MYTH: Overcoming addiction is a matter of willpower. An addict can stop using drugs if they put their mind to it and just stay strong. FACT: Prolonged exposure to drugs alters the brain in ways that result in powerful cravings and a compulsion to use. These brain changes make it extremely difficult to quit by sheer force of will.
MYTH: Addiction is a disease; there’s nothing a person can do about it. FACT: Most experts agree that addiction is a brain disease, but that doesn’t mean we’re a helpless victims. The brain changes associated with addiction can be treated and reversed through therapy, medication, exercise, and other treatments.
MYTH: Treatment doesn’t work. FACT: Treatment can help. Studies show drug treatment helps reduce drug use, decrease criminal activity, and improve the prospects for employment. Treatment also provides education and helps people self-evaluate. It is important to remember that treatment is not magic, quick fix or a cure, however the goal of treatment is to help those suffering from addiction to learn better coping skills as well as reduce some of the health, financial and societal problems that their addiction causes
MYTH: Addicts have to hit rock bottom before they can get better. FACT: Recovery can begin at any point in the addiction process; he earlier, the better. The longer drug abuse continues, the stronger the addiction becomes and the harder it is to treat.
MYTH: You can’t force someone into treatment; they have to want help. Treatment doesn’t have to be voluntary to be successful. People who are pressured into treatment by their family, employer, or the legal system are just as likely to benefit as those who choose to enter treatment on their own. As they sober up and their thinking clears, many formerly resistant addicts decide they want to change. Research has shown that the outcomes for those who are legally mandated to enter treatment are quite good, and not much different from non-mandated clients.
MYTH: Treatment didn’t work before, so it won’t work now. Recovery from drug addiction is a long process that often involves setbacks. It is unrealistic to expect that change will happen overnight or in a week or two.
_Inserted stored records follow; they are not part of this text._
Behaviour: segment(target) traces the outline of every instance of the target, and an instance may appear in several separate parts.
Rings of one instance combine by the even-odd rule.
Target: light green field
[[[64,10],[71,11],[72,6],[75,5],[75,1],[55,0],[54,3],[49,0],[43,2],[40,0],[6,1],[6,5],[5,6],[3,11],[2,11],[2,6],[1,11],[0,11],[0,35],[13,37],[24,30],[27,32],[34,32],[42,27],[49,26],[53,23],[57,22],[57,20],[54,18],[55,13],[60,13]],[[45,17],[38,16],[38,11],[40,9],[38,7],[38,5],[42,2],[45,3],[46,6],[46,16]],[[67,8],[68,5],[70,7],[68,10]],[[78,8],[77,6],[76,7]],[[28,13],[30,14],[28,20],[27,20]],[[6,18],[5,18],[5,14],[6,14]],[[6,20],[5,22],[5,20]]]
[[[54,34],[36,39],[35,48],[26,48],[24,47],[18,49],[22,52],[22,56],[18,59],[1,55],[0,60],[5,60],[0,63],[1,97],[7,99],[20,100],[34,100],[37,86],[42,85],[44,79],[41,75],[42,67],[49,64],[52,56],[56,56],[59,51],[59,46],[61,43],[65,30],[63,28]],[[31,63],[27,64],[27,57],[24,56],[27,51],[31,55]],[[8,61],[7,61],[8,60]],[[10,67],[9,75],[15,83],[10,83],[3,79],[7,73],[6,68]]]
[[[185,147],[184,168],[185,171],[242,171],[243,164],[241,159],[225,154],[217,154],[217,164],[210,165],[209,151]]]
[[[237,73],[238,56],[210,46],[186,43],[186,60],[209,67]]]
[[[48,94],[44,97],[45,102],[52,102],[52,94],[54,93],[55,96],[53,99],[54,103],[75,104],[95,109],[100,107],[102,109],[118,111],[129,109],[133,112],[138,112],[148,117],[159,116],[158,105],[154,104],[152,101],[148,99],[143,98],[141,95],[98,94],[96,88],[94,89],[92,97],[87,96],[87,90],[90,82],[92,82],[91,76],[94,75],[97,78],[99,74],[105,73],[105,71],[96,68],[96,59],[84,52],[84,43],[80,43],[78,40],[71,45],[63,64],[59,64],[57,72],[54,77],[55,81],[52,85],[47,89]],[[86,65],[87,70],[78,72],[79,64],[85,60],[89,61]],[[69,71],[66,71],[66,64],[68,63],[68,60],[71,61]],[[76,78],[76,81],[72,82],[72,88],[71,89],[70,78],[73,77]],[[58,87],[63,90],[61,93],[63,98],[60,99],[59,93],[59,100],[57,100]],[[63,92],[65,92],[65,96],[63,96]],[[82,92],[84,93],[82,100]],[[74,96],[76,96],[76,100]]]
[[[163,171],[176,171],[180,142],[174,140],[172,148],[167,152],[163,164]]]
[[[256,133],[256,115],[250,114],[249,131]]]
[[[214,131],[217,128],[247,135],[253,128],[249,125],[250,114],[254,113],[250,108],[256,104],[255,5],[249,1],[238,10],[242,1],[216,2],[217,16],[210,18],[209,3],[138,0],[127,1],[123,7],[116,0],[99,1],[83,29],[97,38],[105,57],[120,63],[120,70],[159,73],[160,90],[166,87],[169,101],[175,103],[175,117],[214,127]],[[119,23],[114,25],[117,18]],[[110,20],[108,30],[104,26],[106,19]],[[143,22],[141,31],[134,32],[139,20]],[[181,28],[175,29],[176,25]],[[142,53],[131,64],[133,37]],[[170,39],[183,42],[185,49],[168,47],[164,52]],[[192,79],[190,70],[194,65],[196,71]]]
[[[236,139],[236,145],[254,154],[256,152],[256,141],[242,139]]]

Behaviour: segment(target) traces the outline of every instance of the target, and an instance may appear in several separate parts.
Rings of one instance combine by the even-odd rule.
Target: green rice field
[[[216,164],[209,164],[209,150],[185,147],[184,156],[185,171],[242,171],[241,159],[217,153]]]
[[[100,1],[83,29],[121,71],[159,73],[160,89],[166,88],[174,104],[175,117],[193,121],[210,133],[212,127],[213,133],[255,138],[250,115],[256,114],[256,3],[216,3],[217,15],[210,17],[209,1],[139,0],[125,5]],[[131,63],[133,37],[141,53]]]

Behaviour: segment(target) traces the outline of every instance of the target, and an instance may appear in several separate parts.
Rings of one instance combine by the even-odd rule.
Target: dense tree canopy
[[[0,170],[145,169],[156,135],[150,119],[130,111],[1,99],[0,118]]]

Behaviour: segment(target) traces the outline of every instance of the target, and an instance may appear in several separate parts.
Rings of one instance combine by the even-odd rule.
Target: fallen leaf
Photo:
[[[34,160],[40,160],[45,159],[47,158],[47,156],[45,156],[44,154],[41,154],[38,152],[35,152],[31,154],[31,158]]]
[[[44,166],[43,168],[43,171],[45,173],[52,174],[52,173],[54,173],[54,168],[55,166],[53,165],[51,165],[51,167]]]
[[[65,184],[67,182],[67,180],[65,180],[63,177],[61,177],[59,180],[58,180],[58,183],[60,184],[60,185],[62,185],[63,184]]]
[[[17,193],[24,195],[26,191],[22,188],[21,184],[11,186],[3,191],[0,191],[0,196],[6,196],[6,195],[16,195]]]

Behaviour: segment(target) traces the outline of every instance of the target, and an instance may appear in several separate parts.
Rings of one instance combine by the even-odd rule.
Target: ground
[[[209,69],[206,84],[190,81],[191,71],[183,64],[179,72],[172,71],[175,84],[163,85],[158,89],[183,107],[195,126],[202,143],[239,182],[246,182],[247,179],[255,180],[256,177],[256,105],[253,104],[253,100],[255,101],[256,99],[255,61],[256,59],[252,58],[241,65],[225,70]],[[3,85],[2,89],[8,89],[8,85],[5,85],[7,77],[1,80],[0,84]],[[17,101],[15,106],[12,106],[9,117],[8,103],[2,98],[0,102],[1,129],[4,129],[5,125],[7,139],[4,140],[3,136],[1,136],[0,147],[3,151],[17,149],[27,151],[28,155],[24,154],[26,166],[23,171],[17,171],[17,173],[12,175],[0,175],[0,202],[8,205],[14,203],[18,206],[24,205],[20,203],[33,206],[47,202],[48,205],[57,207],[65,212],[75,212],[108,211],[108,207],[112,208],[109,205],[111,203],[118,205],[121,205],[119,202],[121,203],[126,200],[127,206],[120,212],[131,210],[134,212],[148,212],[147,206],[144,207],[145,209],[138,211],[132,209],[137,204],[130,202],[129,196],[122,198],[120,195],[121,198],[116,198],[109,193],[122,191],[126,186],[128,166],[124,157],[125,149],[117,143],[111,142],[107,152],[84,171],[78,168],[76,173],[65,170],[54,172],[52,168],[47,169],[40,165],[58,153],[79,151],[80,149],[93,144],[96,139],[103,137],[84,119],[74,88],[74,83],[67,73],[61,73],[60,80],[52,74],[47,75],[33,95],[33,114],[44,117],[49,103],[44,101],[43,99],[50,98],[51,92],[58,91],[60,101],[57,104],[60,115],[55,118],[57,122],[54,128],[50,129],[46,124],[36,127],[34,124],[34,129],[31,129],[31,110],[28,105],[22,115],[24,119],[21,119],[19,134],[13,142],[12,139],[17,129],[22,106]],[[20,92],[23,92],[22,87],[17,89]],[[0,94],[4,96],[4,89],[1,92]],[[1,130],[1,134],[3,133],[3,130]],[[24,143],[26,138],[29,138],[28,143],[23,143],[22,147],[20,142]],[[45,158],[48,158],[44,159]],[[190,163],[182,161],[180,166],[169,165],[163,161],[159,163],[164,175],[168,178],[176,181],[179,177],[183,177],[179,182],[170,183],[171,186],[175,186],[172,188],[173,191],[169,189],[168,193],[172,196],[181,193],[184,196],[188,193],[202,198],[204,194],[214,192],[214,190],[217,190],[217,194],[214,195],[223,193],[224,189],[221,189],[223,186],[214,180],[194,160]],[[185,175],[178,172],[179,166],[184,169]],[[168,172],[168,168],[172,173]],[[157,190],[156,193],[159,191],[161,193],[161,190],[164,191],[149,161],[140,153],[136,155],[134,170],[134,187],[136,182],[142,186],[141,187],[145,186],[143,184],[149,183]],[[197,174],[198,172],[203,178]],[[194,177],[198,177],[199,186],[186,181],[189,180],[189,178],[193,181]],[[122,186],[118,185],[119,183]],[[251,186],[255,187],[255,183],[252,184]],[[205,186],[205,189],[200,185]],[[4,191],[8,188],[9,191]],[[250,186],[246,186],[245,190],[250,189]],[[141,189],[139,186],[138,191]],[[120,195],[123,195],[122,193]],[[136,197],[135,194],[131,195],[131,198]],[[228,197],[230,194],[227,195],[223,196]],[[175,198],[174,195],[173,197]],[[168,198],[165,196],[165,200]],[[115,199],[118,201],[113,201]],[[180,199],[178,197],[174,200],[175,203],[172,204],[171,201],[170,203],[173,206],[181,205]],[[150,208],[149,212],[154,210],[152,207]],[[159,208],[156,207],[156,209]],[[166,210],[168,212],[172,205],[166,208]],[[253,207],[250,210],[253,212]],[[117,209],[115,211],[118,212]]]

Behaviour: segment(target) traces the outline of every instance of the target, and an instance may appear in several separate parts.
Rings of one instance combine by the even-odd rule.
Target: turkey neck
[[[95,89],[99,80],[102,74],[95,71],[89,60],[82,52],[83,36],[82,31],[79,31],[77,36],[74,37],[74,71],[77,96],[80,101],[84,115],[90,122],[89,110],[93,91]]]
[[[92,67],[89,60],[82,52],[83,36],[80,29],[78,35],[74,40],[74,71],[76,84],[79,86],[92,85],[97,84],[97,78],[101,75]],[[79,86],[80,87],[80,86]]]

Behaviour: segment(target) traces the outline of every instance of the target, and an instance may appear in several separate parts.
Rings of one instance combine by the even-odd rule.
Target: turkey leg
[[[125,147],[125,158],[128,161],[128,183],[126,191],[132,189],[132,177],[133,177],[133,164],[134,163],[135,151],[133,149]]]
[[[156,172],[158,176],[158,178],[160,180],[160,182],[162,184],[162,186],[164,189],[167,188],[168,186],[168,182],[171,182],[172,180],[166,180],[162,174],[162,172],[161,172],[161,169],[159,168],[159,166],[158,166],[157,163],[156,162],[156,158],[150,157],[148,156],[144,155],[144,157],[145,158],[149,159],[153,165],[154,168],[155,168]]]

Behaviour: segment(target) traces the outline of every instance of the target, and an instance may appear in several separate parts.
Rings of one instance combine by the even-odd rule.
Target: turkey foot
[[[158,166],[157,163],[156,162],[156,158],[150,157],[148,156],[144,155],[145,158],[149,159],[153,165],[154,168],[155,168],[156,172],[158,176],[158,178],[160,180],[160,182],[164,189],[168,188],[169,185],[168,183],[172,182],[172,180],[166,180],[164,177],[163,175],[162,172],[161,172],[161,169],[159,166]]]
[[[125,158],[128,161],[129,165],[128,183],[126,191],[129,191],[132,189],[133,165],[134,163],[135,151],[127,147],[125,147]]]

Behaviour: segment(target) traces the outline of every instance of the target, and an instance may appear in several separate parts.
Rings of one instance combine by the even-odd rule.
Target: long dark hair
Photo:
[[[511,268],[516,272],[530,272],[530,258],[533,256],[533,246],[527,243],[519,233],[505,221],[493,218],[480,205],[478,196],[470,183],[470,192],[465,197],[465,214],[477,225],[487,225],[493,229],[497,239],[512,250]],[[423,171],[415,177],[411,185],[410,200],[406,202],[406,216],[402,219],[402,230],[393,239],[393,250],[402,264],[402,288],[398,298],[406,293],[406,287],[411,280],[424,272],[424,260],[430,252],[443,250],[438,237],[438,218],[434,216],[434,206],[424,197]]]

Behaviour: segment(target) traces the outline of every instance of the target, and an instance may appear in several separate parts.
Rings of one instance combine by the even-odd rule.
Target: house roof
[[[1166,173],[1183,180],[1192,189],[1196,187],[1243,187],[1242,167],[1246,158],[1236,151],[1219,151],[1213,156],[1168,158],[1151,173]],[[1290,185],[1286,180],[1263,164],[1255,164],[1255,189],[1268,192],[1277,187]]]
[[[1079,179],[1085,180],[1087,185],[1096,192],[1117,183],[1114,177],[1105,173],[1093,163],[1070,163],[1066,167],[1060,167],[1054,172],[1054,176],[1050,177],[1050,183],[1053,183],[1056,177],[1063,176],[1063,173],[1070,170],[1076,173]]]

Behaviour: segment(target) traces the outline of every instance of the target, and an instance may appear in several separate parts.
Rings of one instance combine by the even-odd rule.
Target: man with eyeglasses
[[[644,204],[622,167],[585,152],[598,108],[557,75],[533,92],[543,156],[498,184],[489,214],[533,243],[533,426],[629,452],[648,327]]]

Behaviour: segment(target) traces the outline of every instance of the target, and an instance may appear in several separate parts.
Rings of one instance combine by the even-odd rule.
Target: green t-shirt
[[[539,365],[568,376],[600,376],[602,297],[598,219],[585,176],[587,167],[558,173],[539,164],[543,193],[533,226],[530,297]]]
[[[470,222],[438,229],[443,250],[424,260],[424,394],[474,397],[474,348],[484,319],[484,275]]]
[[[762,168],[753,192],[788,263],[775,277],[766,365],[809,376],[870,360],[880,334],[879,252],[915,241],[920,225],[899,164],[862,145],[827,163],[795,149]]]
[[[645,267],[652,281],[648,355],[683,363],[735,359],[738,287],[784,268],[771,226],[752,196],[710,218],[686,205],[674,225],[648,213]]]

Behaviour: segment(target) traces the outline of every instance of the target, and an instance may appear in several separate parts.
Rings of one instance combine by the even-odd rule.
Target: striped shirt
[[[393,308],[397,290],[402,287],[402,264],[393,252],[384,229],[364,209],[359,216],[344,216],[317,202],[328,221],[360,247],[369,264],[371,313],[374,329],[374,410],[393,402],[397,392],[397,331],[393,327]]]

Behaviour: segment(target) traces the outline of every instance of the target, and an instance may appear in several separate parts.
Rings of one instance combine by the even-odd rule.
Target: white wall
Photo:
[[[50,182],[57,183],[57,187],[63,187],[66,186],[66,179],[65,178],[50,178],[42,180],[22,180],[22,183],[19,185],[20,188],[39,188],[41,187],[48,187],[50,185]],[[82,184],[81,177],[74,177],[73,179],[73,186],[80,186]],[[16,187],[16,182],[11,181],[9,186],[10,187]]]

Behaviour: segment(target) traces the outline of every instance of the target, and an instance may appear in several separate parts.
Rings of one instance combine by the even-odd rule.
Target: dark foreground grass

Relapse doesn’t mean that treatment has failed, or that there is no hope for recovery. It’s a sign to get back on track, go back to treatment, or adjust the treatment approach.
MYTH: Addiction is a character flaw. FACT: Addiction is a brain disease. Evolving research shows that addicts are not bad people who need to get good, but they are people with a brain disease that goes beyond their use of drugs.
MYTH: Addicts who continue to abuse alcohol/drugs after treatment are hopeless. FACT: Addiction is a chronic disorder; relapse does not mean failure. Stress or exposure to substance can easily trigger a relapse. Addicts are most vulnerable to drug use during the first few months immediately following treatment.